Le Seigneur nous remet sur la route ; et lorsque nous devenons fidèles en croyant au Christ, nous ne sommes pas encore dans la patrie, mais pourtant, nous commençons alors à marcher sur la route. Nos pas sur cette route, ce sont l’amour de Dieu et du prochain. Qui aime court, et plus quelqu’un aime ardemment, plus il court allégrement ; au contraire moins il aime, plus il se déplace avec nonchalance sur la route. S’il n’aime pas, il ne reste pas sur la route, mais s’il désire le monde, il y marche à reculons : son visage n’est pas tourné vers la patrie. À quoi bon être sur la route si l’on n’avance pas, mais si l’on recule?

Frères, nous sommes sur la Route : courons par l’amour et la charité, oubliant les biens de ce temps. Cette Route cherche des hommes forts et ne veut pas des paresseux. Les brigands sont là en nombre pour nous tenter : le diable dresse des embûches dans tous les passages resserrés et là, il essaie d’entrer et de prendre possession. Et celui dont il s’est rendu maître, il le fait sortir de la route ou le retarde. Il tente soit par la crainte, soit par le désir. C’est pourquoi soyez forts dans la foi ; que personne ne vous entraîne vers l’erreur par quelque promesse, que personne ne vous fasse tomber dans l’erreur par quelque menace. Le Royaume de Dieu est plus grand que ce que te promet le monde. L’enfer est plus à craindre que ce que te fait craindre le monde. Si tu veux donc échapper à toute crainte, crains les peines éternelles dont Dieu te menace. Veux-tu fouler aux pieds toutes les convoitises de la concupiscence? Désire la vie éternelle que Dieu te promet. Ainsi tu fermes la porte au diable, tu l’ouvres au Christ.
SAINT ANSELME (1033-1109), Proslogion, 25 26, p. 118 121. AIME L'UNIQUE BIEN:

Pourquoi, faible créature, t'égarer si loin à la recherche des biens de ton âme et de ton corps? Aime donc l'unique Bien dans lequel sont tous les biens : cela suffit. Qu'aimes-tu, mon corps? Que désires-tu, mon âme? C'est là-haut que se trouve tout ce que l'on peut aimer et désirer.

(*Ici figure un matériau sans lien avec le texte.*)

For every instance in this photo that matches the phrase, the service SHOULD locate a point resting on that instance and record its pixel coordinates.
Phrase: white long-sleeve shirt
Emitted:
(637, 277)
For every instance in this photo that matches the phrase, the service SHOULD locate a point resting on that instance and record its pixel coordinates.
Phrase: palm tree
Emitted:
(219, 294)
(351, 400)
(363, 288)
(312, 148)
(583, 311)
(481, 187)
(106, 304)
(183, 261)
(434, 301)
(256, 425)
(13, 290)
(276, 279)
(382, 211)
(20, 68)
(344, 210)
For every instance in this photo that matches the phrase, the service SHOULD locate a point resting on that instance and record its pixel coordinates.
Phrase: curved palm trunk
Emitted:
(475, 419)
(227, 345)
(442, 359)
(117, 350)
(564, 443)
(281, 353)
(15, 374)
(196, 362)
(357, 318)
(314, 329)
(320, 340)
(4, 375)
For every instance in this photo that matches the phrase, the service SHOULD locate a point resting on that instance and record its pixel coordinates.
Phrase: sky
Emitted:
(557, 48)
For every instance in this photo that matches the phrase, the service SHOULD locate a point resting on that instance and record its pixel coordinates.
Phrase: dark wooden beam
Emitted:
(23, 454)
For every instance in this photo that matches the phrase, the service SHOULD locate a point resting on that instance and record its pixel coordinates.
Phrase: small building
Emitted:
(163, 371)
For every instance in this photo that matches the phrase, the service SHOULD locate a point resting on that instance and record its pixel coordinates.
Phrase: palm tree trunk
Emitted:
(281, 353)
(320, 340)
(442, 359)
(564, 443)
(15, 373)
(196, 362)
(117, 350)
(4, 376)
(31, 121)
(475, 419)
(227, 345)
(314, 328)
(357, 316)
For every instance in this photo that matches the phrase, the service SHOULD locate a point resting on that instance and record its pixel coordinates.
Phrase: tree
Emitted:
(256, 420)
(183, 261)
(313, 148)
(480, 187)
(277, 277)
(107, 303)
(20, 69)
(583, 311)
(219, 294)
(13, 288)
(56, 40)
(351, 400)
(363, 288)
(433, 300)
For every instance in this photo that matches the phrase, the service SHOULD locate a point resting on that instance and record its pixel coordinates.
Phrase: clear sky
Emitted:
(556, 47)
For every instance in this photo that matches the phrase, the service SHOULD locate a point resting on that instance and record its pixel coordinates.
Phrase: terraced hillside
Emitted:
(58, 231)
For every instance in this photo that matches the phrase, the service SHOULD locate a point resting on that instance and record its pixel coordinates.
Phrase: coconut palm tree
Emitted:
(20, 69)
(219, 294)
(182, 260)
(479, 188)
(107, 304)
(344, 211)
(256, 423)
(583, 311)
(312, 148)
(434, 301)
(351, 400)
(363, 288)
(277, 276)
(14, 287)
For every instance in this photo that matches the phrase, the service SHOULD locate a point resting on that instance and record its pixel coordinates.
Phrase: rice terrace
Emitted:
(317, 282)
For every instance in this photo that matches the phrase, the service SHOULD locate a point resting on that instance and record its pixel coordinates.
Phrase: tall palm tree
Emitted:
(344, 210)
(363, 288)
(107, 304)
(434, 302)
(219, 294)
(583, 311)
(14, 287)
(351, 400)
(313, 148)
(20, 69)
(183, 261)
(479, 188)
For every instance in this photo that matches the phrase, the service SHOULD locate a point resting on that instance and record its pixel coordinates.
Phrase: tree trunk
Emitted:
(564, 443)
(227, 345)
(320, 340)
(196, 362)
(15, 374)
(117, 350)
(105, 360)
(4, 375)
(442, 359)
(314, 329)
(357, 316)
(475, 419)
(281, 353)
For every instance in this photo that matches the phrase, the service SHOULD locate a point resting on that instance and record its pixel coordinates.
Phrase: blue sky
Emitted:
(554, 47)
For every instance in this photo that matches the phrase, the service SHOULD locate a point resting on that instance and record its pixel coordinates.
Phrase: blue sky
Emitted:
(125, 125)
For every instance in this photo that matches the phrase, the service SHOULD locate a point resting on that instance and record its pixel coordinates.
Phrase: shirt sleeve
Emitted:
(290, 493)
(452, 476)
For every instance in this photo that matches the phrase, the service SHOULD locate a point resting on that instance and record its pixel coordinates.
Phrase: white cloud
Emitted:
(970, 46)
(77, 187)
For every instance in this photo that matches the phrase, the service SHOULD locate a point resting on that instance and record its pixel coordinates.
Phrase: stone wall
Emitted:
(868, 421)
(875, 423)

Est-ce la beauté que tu aimes? Mt 13,43 Les justes resplendiront comme le soleil.

Est-ce l'agilité ou la force d'un corps libre et dégagé de tout obstacle? Mc 12,25 Ils seront comme les anges de Dieu.

Est-ce une longue et saine vie? Là-haut t'attend l'éternelle santé, car Mt 25,46 les justes vivront éternellement

Désires-tu être rassasié? Ps 17,15 LXX Tu le seras quand Dieu t'apparaîtra dans sa gloire.

Être enivré? Ps 36,9 Ils s'enivreront de l'abondance de la maison de Dieu.

Est-ce [la musique d'] un chant mélodieux que tu aimes? Là-haut, les chœurs angéliques chantent sans fin la louange de Dieu.

Cherches-tu de très pures délices? Ps 36,9 Dieu t'abreuvera au torrent de ses délices.

Aimes-tu la sagesse? La sagesse de Dieu se manifestera en personne.